Monday, June 21, 2010

V02-T07a "And where...is the Batman?"

.....This interstitial is well known as a sample.

Volume 2: "WE'RE ALL GOING TO JAIL FOR THIS, AREN'T WE?", track 7a
  • 00:10 [excerpt from "BATDANCE" (Prince)]
  • performed by Jack Nicholson (via Prince)
  • original source: CD BATMAN Warner Bros. 9 25936-2 (US)
  • and my source: the same
.....As a long time comics fan, I had serious misgivings about the casting in that first Tim Burton Batman movie. After seeing the movie I surprised myself by remarking that Michael Keaton was so promising as the lead that they should never have hamstrung him with that idiotic costume, a solid piece of vulcanized rubber with less flexibility than a truck tire. He couldn't even turn his head without turning his entire body, he couldn't raise his arms above his head without being switched into a different version of the costume. Keaton, whose earlier career was built on bottom of the barrel comedy film roles clearly written with Bill Murray in mind but which Murray wisely turned down, wasn't someone the casual filmgoer would chose first as Batman, certainly not over actors who simply look more the way Bruce Wayne is typically drawn. (Pierce Brosnan comes to mind.) But shortly before being cast Keaton was seen in a movie about a man struggling with alcoholism. Finding that movie on cable some time later made casting him seem more reasonable.

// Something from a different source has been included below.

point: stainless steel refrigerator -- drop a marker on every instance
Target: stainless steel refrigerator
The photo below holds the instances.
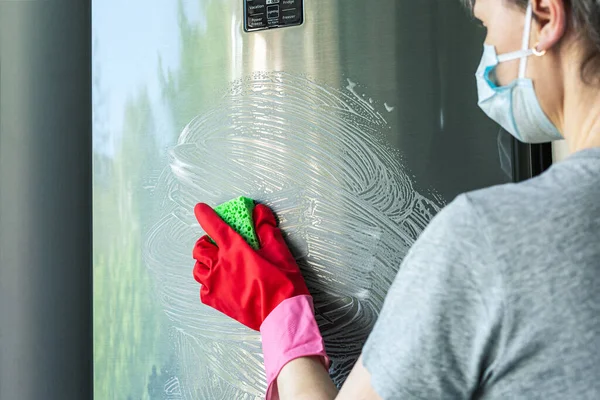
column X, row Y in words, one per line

.....What I couldn't get past, not when it was announced, not while I sat in the theater watching the movie and not in the years since, was casting Jack Nicholson as the Joker. Somebody apparently couldn't absorb the fact that more than a decade had passed since "One Flew Over The Cuckoo's Nest". I know that Nicholson is sort of a sacred cow in Hollywood, largely on the strength of superlative films like "Five Easy Pieces", which were already pretty dusty when Burton's "Batman" was being filmed. I know that he's a baby boomer, meaning that when he looks in a mirror, he still sees himself as he was at 23 years of age. And at 23, he would have been magnificent as the Joker. But in 1989 he was WAAAAY TOOOO FAAAAT. I was prepared for a live action movie to gloss over or ignore many elements that ask for a suspension of disbelief in a comic book. For instance, the cape could never actually move the way it is often drawn for dramatic effect. But it doesn't seem unreasonable to expect that a character who, at the time, had been skinny for half a century to be played by a skinny actor. The Joker had been skinny in the comics, in the newspaper strip, in cartoons, on television, in coloring books, board games, paperbacks, trading cards, posters, month after month, year after year since 1940. And after Jack Nicholson played him in the movie he continued to be skinny in every iteration and permutation conceivable. It may not be as bad as casting blond English characters with Tom Cruise ("Interview With A Vampire") and Keanu Reeves ("Constantine"), but it still bothers me twenty years later that almost everyone pretended to not notice.

.....I decided that Jack could make himself useful introducing the next track.